New AI technologies have the potential to cause unintended harms in diverse domains including warfare, judicial sentencing, medicine and governance. One strategy for realising the benefits of AI whilst avoiding its potential dangers is to ensure that new AIs are properly ‘aligned’ with some form of ‘alignment target.’ One danger of this strategy is that–dependent on the alignment target chosen–our AIs might optimise for objectives that reflect the values only of a certain subset of society, and that do not take into account alternative views about what constitutes desirable and safe behaviour for AI agents. In response to this problem, several AI ethicists have suggested alignment targets that are designed to be sensitive to widespread normative disagreement amongst the relevant stakeholders.
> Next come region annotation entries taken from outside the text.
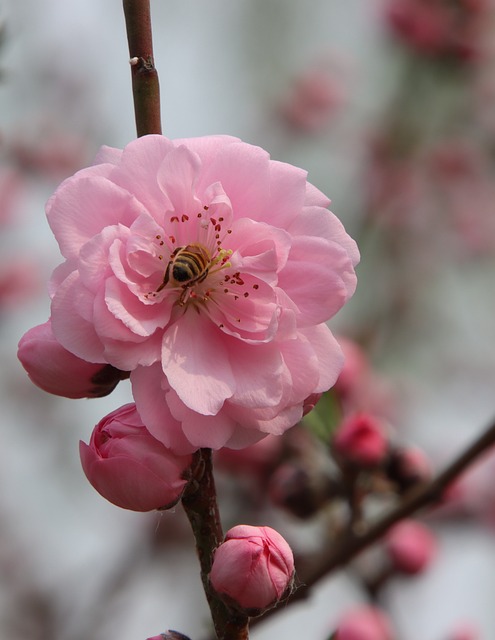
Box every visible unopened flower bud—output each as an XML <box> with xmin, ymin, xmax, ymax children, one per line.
<box><xmin>385</xmin><ymin>520</ymin><xmax>437</xmax><ymax>575</ymax></box>
<box><xmin>268</xmin><ymin>462</ymin><xmax>339</xmax><ymax>519</ymax></box>
<box><xmin>386</xmin><ymin>447</ymin><xmax>431</xmax><ymax>491</ymax></box>
<box><xmin>333</xmin><ymin>605</ymin><xmax>395</xmax><ymax>640</ymax></box>
<box><xmin>449</xmin><ymin>622</ymin><xmax>481</xmax><ymax>640</ymax></box>
<box><xmin>17</xmin><ymin>320</ymin><xmax>129</xmax><ymax>398</ymax></box>
<box><xmin>210</xmin><ymin>525</ymin><xmax>294</xmax><ymax>616</ymax></box>
<box><xmin>333</xmin><ymin>413</ymin><xmax>389</xmax><ymax>467</ymax></box>
<box><xmin>79</xmin><ymin>404</ymin><xmax>192</xmax><ymax>511</ymax></box>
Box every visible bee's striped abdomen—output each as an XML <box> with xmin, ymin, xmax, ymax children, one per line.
<box><xmin>171</xmin><ymin>244</ymin><xmax>210</xmax><ymax>285</ymax></box>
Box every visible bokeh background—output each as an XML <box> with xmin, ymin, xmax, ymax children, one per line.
<box><xmin>0</xmin><ymin>0</ymin><xmax>495</xmax><ymax>640</ymax></box>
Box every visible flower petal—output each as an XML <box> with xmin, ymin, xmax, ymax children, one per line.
<box><xmin>162</xmin><ymin>309</ymin><xmax>235</xmax><ymax>415</ymax></box>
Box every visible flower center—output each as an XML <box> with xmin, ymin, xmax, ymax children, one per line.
<box><xmin>156</xmin><ymin>242</ymin><xmax>232</xmax><ymax>307</ymax></box>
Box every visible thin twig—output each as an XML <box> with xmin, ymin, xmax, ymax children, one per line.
<box><xmin>252</xmin><ymin>422</ymin><xmax>495</xmax><ymax>625</ymax></box>
<box><xmin>182</xmin><ymin>449</ymin><xmax>249</xmax><ymax>640</ymax></box>
<box><xmin>123</xmin><ymin>0</ymin><xmax>162</xmax><ymax>138</ymax></box>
Authors inspired by voting theory have suggested that AIs should be aligned with the verdicts of actual or simulated ‘moral parliaments’ whose members represent the normative views of the relevant stakeholders. Other authors inspired by decision theory and the philosophical literature on moral uncertainty have suggested that AIs should maximise socially expected choiceworthiness. In this paper, I argue that both of these proposals face several important problems. In particular, they fail to select attractive ‘compromise options’ in cases where such options are available. I go on to propose and defend an alternative, bargaining-theoretic alignment target, which avoids the problems associated with the voting- and decision-theoretic approaches.

分歧、人工智能协调和讨价还价
新的人工智能技术有可能在战争、司法判决、医疗和治理等不同领域造成意外伤害。要实现人工智能的益处,同时避免其潜在危险,一种策略是确保新的人工智能与某种形式的 "对齐目标 "适当 "对齐"。这种策略的一个危险是,根据所选择的对齐目标,我们的人工智能可能会优化目标,而这些目标只反映了社会中某一部分人的价值观,并且没有考虑到关于什么是人工智能代理的理想和安全行为的其他观点。针对这个问题,一些人工智能伦理学家提出了一些调整目标,这些目标的设计要对相关利益者之间广泛存在的规范分歧保持敏感。受投票理论启发的学者建议,人工智能应与实际或模拟的 "道德议会 "的裁决保持一致,这些议会的成员代表了相关利益攸关方的规范性观点。受决策理论和道德不确定性哲学文献启发的其他作者则建议,人工智能应最大限度地提高社会预期的选择价值。在本文中,我认为这两种建议都面临几个重要问题。尤其是,在有 "折中方案 "可供选择的情况下,它们都无法选择有吸引力的 "折中方案"。接下来,我将提出并捍卫另一种讨价还价理论的调整目标,它可以避免与投票和决策理论方法相关的问题。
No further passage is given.